I’m going to start this without posting any code. I have a new code base, so far 240k lines of original C++ and CUDA. The behavior that I am seeing appears in the C++ layer of some of my newest classes and functions (I am making unit tests as I go). When I compile (using cmake) with CUDA on, one of the modes of the new object shows a Heisenbug (fixed-precision accumulation). The accumulation may be in fixed-precision integers, but I’m only doing this on a single-threaded process for the sake of the test. The results are all over the place, and the more I try to debug, performing other operations on the arrays in question, the harder the bug gets to see (it becomes less and less likely to trigger, sometimes requiring hundreds of iterations of the same test). The bug is also much less likely to occur when debugging flags are engaged in the compilation, but it does still affect results from time to time, and when I take away the various debugging lines and recompile with optimizations, particularly removing sums over the array in question to check its properties (they read the array but do not modify it), the bug resumes its appearances the majority of the time.
I have noticed that this does not occur on either of my laptops, but rather than different compilers (GNU g++ 9.4.0, versus Clang) I wonder if the actual issue is whether I have CUDA (version 11.4) involved in the compilation (via cmake 3.18, I am compiling with GNU G++ 9.4.0 and CUDA 11.4).
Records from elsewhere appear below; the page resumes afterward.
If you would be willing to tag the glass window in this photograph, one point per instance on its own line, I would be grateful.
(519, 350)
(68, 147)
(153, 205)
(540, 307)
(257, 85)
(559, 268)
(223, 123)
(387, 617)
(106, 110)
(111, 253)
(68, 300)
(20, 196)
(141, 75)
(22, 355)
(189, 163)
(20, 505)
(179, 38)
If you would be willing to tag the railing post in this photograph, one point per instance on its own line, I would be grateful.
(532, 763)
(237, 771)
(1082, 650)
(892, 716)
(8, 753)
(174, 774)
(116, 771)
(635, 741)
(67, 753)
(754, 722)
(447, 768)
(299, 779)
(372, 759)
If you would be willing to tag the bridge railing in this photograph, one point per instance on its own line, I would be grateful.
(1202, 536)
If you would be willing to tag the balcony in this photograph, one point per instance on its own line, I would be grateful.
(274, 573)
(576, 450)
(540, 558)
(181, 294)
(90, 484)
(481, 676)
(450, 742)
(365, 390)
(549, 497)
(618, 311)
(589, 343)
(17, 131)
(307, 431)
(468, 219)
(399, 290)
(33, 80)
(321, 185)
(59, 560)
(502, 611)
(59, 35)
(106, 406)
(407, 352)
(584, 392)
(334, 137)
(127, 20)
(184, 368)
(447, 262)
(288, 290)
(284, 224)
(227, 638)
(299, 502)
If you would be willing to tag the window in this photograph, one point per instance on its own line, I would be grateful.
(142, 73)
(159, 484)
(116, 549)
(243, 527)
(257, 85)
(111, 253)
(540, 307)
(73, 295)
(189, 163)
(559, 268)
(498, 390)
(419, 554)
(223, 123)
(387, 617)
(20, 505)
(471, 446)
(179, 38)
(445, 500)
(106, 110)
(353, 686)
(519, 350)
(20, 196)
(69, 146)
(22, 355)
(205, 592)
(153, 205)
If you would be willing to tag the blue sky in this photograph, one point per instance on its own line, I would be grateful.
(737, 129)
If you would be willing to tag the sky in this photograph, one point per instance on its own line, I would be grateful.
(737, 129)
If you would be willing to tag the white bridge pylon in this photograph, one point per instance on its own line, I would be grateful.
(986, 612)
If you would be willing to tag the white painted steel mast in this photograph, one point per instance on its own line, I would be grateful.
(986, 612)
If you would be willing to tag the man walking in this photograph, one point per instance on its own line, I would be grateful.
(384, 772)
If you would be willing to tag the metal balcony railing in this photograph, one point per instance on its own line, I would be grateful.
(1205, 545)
If I turn off the CUDA cmake directive, the bug goes away entirely, even when the compiler is given optimization flags that really seemed to make the bug come out. I am still building the C++ code with g++ and then linking to CUDA units with NVCC. There is a great deal of templating going on in the code, but there isn’t any compiler complaint to this effect no matter how I compile.
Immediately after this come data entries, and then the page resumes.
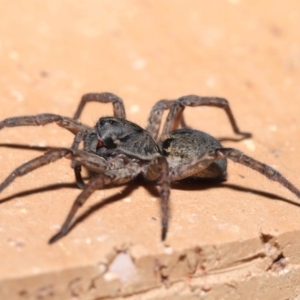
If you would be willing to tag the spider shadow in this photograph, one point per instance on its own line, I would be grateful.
(194, 184)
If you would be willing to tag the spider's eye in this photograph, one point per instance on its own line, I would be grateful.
(99, 144)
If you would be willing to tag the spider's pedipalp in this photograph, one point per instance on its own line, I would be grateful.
(117, 102)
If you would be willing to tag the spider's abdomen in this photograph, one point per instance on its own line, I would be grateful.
(185, 144)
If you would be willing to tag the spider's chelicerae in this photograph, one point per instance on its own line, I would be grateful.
(116, 150)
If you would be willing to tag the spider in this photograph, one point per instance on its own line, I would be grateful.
(116, 150)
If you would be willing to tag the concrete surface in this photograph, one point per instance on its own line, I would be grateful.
(237, 240)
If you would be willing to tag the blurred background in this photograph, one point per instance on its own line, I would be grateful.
(52, 52)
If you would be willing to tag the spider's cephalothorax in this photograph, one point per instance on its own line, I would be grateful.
(116, 150)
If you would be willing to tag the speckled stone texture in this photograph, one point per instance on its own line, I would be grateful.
(236, 240)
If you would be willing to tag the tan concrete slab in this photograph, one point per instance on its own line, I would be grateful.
(237, 240)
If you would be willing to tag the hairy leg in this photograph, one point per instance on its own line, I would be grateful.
(200, 163)
(241, 158)
(112, 177)
(118, 106)
(44, 119)
(158, 169)
(175, 114)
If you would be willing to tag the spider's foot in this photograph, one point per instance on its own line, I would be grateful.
(56, 237)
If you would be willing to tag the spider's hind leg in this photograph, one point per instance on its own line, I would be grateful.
(267, 171)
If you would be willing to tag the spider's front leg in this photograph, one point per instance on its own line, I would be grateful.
(111, 177)
(91, 161)
(158, 170)
(117, 102)
(175, 114)
(44, 119)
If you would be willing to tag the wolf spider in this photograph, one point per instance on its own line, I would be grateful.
(116, 150)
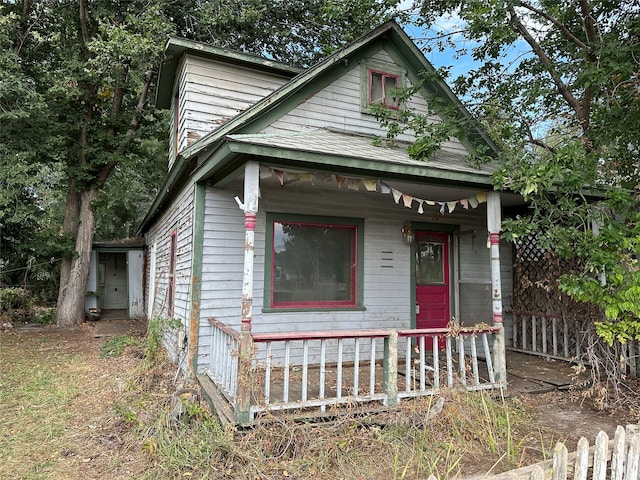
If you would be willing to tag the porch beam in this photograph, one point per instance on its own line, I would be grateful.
(494, 225)
(250, 208)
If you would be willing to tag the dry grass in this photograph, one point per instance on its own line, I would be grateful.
(68, 413)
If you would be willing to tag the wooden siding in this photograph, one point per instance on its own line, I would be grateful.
(387, 282)
(179, 217)
(338, 106)
(211, 93)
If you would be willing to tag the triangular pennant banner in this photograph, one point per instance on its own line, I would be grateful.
(265, 172)
(371, 184)
(353, 183)
(306, 177)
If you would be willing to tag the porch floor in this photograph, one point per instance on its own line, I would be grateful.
(536, 374)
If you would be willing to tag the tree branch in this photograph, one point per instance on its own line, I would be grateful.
(590, 29)
(558, 24)
(84, 21)
(563, 89)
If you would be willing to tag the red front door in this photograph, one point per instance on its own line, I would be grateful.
(432, 280)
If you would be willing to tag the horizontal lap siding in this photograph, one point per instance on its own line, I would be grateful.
(178, 216)
(338, 106)
(387, 259)
(215, 92)
(475, 278)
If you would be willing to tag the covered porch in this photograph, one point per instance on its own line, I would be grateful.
(324, 373)
(250, 374)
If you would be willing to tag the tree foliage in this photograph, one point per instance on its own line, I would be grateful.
(82, 143)
(556, 84)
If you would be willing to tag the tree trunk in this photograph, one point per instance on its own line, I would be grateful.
(71, 306)
(69, 227)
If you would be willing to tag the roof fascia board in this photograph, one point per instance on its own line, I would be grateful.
(359, 166)
(273, 100)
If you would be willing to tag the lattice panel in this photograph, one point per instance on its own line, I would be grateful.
(536, 284)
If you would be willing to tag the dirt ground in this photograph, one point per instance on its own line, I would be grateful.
(92, 436)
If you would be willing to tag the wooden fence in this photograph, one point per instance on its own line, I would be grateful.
(617, 459)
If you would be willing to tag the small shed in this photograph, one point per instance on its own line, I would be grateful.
(116, 278)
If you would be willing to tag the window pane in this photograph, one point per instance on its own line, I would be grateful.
(390, 85)
(377, 94)
(429, 263)
(313, 264)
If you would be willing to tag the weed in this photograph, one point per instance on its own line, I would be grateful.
(156, 331)
(114, 347)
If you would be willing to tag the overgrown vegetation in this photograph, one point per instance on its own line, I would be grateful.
(69, 412)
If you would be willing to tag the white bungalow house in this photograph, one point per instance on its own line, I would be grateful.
(311, 266)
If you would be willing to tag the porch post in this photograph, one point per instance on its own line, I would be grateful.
(245, 354)
(390, 368)
(494, 225)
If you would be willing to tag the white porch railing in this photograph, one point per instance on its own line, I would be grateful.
(618, 458)
(314, 371)
(546, 335)
(223, 366)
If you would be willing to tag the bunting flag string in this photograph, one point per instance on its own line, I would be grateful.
(375, 185)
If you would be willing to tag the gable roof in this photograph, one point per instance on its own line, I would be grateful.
(220, 152)
(176, 47)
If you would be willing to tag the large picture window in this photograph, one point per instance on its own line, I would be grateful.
(314, 262)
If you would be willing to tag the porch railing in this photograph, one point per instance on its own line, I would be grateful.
(317, 371)
(223, 364)
(470, 365)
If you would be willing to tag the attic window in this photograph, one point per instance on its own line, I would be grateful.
(381, 88)
(379, 82)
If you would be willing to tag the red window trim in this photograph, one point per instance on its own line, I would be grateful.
(177, 123)
(384, 75)
(353, 294)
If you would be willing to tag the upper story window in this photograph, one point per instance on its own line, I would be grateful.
(171, 281)
(382, 88)
(380, 83)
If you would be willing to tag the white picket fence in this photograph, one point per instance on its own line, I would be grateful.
(617, 459)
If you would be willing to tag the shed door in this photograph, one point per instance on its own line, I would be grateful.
(114, 281)
(432, 279)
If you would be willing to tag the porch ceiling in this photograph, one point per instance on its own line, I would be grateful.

It may be significant that, when CUDA is not engaged, the arrays in question are allocated by new[]
and when CUDA is engaged in the compilation, the arrays in question are allocated by cudaHostAlloc()
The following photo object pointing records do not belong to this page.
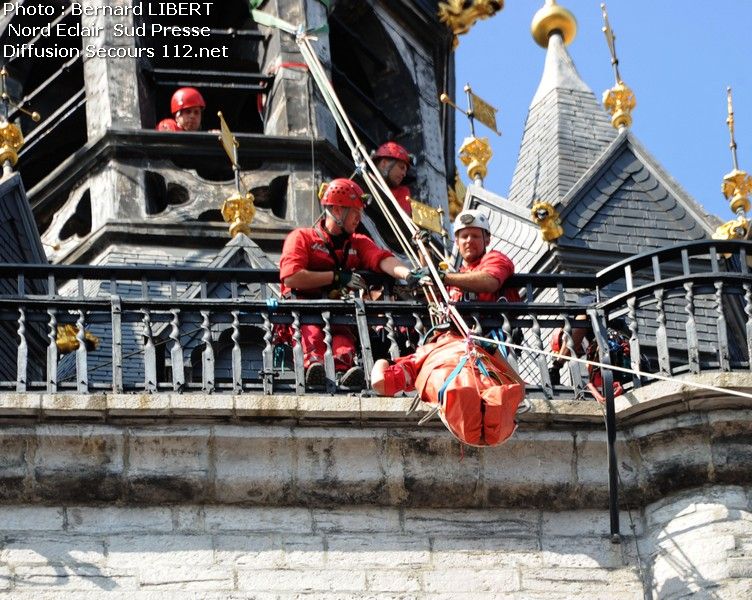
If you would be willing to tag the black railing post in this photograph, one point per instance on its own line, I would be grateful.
(600, 332)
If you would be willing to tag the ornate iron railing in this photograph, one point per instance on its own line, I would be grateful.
(684, 309)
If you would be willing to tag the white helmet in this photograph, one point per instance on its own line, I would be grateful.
(471, 218)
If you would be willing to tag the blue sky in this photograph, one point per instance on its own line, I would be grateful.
(678, 58)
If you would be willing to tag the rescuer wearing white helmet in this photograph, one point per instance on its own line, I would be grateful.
(483, 273)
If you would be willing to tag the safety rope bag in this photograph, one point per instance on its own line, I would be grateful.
(476, 394)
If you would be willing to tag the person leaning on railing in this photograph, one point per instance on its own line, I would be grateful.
(187, 106)
(320, 262)
(481, 278)
(483, 272)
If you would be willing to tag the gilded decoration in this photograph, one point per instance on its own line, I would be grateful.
(238, 210)
(461, 15)
(475, 154)
(67, 339)
(11, 141)
(620, 101)
(547, 218)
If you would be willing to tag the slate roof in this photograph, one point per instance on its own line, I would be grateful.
(19, 243)
(19, 238)
(627, 204)
(565, 132)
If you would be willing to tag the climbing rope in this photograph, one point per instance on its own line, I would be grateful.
(637, 372)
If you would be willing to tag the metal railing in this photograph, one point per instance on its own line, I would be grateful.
(219, 331)
(684, 309)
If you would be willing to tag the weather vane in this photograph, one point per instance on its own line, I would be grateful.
(238, 210)
(11, 138)
(475, 152)
(619, 100)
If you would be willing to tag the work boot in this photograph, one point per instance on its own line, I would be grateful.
(354, 378)
(315, 375)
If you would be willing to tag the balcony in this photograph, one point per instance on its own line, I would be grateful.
(196, 348)
(686, 310)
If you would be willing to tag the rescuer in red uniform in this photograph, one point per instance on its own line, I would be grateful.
(187, 106)
(483, 272)
(393, 162)
(322, 259)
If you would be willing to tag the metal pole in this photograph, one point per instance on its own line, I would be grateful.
(600, 331)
. However, I have performed accumulations like this in many, many ways on arrays created with either new[]
or cudaHostAlloc()
depending on whether the code is compiled to run on the CPU or to run on the CPU with extensions that run on the GPU. I have never had this srt of trouble. Also, I have tried changing the data types under which the arrays are allocated and also the exact methods used to accumulate numbers into them, all leading to vairous forms of the Heisenbug.
If I hadn’t already checked further, I’d say it looks like an initialization issue: when I do manage to include lots of debugging code and still have enough luck to get the bug to come out, I have been seeing that the array which should hold the interpolated weights of a series of particles seems to fail to add contributions from whole particles, as if it tarted back over from zero and then resumed accumulation. However, when I run with valgrind I have been unable to detect a memory or initialization error.
Any help with this would be appreciated–I can send the code, in whole or in part, to a credentialed expert who would be interested to take a look. The package is planned for open-source release once it is useable by the moecular simulations community.